Ben Youngs talks about Leicester Tigers’ infamous Tuesday training sessions

Patrick McCarry

Ben Youngs

“He’s taller if he lays on his side. He’s the biggest bloke I’ve ever seen.”

As England teammates, and as experienced Premiership players, Ben Young and James Haskell have come up against their fair share of bruisers and hitmen on rugby fields across the globe. Both are in full agreement on the toughest tackler in the game.

Haskell says he was never scared of any opposition player when he took to the field, but he was ‘super wary’ of Henry Tuilagi.

“The problem with Henry” he once recalled, “is, for a start, he was about 135kgs.

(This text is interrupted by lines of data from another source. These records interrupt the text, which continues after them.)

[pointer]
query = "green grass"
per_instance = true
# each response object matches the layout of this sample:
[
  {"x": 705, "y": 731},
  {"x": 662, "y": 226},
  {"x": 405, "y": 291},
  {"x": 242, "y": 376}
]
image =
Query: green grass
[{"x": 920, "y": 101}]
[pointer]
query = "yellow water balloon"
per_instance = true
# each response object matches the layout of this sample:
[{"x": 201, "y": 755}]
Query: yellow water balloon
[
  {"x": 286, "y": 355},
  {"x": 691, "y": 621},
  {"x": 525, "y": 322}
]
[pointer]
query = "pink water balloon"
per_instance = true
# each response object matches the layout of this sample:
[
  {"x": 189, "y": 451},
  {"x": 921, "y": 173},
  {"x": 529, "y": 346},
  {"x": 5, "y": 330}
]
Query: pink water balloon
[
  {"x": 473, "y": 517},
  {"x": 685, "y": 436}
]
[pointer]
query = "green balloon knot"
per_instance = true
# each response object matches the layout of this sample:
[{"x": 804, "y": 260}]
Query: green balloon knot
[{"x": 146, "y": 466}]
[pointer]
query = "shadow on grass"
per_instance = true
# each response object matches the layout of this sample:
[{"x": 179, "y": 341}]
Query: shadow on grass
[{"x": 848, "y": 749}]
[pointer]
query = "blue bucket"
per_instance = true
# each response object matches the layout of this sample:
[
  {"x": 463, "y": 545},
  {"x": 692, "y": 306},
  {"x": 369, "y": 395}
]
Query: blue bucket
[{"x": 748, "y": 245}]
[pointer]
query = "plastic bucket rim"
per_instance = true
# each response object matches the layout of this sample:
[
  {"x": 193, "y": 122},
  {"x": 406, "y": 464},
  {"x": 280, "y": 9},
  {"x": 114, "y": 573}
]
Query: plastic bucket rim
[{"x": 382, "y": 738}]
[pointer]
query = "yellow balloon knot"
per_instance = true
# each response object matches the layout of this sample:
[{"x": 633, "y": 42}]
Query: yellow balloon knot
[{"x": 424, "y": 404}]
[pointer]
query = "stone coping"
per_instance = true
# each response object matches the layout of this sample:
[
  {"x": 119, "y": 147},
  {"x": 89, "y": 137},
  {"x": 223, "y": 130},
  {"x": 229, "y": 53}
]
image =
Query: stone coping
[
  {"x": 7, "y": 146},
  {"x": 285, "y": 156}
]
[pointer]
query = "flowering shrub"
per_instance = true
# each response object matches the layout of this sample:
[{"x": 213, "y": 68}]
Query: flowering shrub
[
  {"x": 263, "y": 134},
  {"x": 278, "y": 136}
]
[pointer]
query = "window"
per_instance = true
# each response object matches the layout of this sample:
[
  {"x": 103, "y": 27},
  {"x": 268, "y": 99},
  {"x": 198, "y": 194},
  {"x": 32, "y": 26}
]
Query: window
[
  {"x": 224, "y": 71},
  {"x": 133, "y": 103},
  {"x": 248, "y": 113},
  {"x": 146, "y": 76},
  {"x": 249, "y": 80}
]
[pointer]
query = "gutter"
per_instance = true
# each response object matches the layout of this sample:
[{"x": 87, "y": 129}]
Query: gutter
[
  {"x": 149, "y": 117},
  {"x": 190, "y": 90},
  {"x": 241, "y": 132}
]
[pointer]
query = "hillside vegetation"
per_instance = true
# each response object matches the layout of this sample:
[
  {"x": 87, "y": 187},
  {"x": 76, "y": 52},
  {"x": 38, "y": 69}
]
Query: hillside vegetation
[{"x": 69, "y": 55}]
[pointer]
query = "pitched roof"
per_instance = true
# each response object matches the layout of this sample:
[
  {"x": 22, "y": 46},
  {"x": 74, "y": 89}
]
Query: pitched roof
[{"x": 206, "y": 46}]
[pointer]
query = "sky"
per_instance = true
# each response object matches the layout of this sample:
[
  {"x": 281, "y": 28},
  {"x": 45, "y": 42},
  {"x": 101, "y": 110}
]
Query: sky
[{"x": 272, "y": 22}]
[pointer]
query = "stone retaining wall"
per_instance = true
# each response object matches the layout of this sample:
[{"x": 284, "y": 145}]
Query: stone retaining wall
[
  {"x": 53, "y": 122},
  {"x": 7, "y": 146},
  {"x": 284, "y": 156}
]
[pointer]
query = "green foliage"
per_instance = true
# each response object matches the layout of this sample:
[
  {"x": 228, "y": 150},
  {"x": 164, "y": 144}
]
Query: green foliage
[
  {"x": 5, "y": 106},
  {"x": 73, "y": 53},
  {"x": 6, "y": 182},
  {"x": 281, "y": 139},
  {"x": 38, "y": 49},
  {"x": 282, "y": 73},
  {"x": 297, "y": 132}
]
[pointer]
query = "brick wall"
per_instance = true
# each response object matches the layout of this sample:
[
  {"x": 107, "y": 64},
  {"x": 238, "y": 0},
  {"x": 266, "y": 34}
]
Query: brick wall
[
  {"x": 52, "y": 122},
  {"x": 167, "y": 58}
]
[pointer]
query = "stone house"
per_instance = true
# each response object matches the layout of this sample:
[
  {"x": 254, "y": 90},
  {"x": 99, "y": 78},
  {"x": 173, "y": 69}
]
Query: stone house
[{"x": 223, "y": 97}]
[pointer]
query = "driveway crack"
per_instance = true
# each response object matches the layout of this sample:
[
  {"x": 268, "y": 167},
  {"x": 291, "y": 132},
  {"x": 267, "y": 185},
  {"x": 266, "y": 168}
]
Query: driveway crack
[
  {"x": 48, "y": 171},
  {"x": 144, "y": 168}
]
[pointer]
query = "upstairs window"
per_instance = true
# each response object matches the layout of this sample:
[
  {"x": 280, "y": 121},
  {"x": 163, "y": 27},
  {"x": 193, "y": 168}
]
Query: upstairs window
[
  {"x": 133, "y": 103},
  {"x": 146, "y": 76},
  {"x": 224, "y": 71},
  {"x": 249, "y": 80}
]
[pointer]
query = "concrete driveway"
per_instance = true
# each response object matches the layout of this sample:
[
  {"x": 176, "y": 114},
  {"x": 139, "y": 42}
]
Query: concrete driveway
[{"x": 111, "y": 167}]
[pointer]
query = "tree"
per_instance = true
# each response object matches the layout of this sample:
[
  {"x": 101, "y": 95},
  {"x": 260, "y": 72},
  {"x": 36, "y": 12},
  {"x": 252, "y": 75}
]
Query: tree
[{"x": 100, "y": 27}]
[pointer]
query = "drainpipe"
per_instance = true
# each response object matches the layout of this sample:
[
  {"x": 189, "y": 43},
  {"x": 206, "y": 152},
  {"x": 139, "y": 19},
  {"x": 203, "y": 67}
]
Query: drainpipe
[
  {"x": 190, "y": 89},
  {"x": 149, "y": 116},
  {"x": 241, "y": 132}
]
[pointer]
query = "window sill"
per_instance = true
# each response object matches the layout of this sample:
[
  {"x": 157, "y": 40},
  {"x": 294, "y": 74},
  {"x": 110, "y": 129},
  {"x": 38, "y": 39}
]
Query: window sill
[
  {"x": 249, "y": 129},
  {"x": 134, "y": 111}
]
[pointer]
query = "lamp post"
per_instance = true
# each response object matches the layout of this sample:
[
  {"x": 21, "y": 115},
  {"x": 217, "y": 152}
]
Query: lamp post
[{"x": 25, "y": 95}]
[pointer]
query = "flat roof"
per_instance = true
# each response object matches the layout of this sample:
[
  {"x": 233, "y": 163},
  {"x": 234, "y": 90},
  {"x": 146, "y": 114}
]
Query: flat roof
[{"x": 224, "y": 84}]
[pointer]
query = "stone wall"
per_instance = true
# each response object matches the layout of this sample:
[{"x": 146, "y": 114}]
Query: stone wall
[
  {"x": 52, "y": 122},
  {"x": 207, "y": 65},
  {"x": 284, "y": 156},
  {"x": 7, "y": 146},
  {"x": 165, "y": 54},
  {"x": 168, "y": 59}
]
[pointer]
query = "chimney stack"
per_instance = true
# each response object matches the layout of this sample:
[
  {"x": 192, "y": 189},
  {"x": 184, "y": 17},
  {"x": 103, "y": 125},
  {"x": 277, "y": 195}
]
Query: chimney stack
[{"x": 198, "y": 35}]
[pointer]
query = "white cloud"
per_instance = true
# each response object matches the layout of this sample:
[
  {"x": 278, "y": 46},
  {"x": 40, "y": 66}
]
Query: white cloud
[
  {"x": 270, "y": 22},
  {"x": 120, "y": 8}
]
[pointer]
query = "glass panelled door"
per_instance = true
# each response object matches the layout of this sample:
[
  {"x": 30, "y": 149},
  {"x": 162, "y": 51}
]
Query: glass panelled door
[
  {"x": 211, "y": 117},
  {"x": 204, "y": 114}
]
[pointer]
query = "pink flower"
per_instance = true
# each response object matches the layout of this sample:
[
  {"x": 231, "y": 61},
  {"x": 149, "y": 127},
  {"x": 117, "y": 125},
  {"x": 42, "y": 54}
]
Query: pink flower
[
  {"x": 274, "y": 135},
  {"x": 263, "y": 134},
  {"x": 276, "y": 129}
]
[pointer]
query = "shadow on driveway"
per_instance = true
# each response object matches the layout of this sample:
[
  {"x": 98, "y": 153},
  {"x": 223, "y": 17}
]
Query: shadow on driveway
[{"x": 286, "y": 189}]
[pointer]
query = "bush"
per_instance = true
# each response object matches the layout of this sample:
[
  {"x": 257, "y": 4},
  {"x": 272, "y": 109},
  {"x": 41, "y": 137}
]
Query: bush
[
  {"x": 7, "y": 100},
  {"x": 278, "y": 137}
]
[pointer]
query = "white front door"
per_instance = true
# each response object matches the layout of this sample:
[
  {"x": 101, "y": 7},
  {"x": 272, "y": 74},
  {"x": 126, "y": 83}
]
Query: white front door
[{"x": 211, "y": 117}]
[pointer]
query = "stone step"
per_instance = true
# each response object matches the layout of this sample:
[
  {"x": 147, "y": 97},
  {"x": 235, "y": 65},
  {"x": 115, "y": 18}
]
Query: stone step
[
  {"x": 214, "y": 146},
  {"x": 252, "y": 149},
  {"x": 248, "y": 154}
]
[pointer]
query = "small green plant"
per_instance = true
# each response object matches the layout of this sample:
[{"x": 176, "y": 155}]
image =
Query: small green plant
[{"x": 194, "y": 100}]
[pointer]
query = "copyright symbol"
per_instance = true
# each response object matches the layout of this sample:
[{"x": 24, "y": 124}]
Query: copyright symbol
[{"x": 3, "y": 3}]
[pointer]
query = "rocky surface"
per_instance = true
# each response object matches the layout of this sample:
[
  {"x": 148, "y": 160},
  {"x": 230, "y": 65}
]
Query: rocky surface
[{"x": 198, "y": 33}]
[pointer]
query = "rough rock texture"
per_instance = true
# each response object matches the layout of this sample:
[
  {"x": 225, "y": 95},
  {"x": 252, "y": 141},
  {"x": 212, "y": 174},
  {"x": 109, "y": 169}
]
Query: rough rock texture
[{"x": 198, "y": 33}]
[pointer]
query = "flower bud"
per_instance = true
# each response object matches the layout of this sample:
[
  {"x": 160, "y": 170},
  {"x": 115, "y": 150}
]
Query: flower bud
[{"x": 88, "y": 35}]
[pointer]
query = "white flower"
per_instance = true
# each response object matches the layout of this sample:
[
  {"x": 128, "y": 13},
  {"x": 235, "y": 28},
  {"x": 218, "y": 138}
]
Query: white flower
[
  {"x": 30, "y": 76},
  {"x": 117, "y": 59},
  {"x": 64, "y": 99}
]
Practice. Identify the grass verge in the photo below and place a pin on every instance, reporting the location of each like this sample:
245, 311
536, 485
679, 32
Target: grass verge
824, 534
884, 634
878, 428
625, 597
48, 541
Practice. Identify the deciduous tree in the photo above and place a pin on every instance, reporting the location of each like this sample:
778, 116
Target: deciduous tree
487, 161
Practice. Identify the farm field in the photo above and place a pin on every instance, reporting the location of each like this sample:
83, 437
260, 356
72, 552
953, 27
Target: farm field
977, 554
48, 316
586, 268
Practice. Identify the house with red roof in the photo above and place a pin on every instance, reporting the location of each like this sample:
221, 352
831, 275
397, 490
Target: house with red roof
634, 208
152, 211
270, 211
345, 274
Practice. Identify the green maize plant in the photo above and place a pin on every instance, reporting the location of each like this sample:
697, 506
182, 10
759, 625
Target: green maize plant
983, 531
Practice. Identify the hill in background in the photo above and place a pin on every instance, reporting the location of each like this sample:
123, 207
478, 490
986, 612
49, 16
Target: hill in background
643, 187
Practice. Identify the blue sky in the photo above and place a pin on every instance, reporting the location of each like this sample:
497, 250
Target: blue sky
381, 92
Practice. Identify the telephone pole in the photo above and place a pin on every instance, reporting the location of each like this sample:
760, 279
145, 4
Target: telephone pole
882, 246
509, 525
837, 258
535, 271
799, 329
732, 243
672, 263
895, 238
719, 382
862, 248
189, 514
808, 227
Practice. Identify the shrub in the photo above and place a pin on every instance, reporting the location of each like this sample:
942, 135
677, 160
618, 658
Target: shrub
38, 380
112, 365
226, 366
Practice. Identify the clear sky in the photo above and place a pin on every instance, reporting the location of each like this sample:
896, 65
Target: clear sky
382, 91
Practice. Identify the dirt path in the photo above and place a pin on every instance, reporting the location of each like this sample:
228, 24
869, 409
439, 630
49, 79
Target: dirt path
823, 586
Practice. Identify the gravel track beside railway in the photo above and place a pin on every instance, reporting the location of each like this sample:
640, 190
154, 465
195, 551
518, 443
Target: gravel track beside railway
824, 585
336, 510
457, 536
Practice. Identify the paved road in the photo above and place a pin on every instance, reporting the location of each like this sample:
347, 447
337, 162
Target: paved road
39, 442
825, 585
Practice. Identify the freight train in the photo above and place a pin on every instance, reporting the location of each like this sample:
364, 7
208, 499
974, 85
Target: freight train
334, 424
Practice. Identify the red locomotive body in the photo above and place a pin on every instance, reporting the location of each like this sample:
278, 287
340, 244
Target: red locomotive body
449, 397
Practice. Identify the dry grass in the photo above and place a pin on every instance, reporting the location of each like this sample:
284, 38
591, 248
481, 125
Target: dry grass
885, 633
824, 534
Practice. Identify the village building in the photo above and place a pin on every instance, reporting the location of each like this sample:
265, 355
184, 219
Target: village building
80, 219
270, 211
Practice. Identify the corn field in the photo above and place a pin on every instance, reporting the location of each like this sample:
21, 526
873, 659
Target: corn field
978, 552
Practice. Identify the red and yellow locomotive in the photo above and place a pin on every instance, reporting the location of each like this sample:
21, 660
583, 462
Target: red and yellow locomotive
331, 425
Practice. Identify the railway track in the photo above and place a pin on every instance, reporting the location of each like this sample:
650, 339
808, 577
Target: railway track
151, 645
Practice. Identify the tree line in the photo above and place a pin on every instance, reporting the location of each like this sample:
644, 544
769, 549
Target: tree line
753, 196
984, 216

“He used to stand in the back-field and people used to kick him the ball, and he would catch it and hold it in one hand. His hand was so big that it looked like a miniature rugby ball.

“And he would run… and just the f***ing hate in his face.

“He would batter some people. He would absolutely kill people, and he’d do it with a smile on his face, and would repeatedly do it.”

On JOE UK’s House of Rugby, Leicester and England scrumhalf Ben Youngs joined Haskell and host Alex Payne to recall some class Tigers tales. Youngs, who is one Test cap shy of 100 for England, started training with the Leicester senior squad when he was only 17 and he can vividly remember a simple catch and pass tackling pad drill.

“Henry came running in and he stopped, literally, an inch away and I was about to mess my pants. He stopped just shy of me, rubbed my head and said, ‘Don’t worry Lenny’. I was blessing myself, ‘Oh my God! Thank goodness for that! My life flashed before my eyes.”

Youngs was fortunate that Tuilagi was just hazing the youngster. Henry Tuilagi at full pelt could decimate a ball-carrier, as Ben Foden discovered back in 2009:

As he was making his way with Tigers, Youngs was often sent over to run drills with the pack and more than one contact session of a Tuesday blew up. “Louise Deacon was one guy you didn’t want to aggravate. I certainly didn’t but if another forward did you’d think, ‘Okay, here we go’.”

“Like all clubs,” Young continues, “Leicester had a reputation and their reputation was built on a big, nasty forward pack. And that was just how you trained. You had Cockers [Richard Cockerill] who just demanded that physicality and aggressiveness. But as long as you worked hard and kept your head down, you were always alright. But if you wanted to mix it and look for trouble, you’d find it, no problems.”

As much as Henry was the rough-rider and Manu Tuilagi has been a demon for Leicester, England and the Lions, for Youngs it is Alesena Tuilagi that takes the crown in that rugby dynasty.

“Just the skills, the power, the speed. An absolute gent of a bloke and a guy that looked out for me when I was coming up.” He continued:

“We played Bath [in 2011] and I think it was a year or two previous when Alesena had made a tackle on Nick Abendanon when he didn’t have the ball, and he got banned for this no-arms tackle off the ball. It was probably a ban, right? But we’ll say it wasn’t.

“So he got banned and missed the Premiership final but he was able to play in the European Cup final against Leinster. We played Bath then, a year later, and Abendanon was named in the team for Bath. It was just bizarre because Alesena basically told Manu, Stevie Mafi and any of the island lads, ‘If Abdendanon gets it, we’re going after him’.

“And poor old Benders, he got hit around eight or nine times. Absolutely smashed. I’ll never forget it. They just went after him.”

Youngs says that, from a Leicester scrumhalf’s point of view, at the time, the Abendanon demolition job was a thing of beauty. The Bath star, who ended up moving on to Clermont, did earn a lot of credit for picking himself up each time and playing on.

“He took a serious pounding that day,” added Youngs, and no-one is disagreeing.

Haskell recalls Adendanon getting bounced all over The Rec ‘like a crash-test dummy’ and likens it to Manu Tuilagi’s coming together with Chris Ashton.

With the Tuilagi’s, as Youngs found, it was a lot safer having them on your side come kick-off.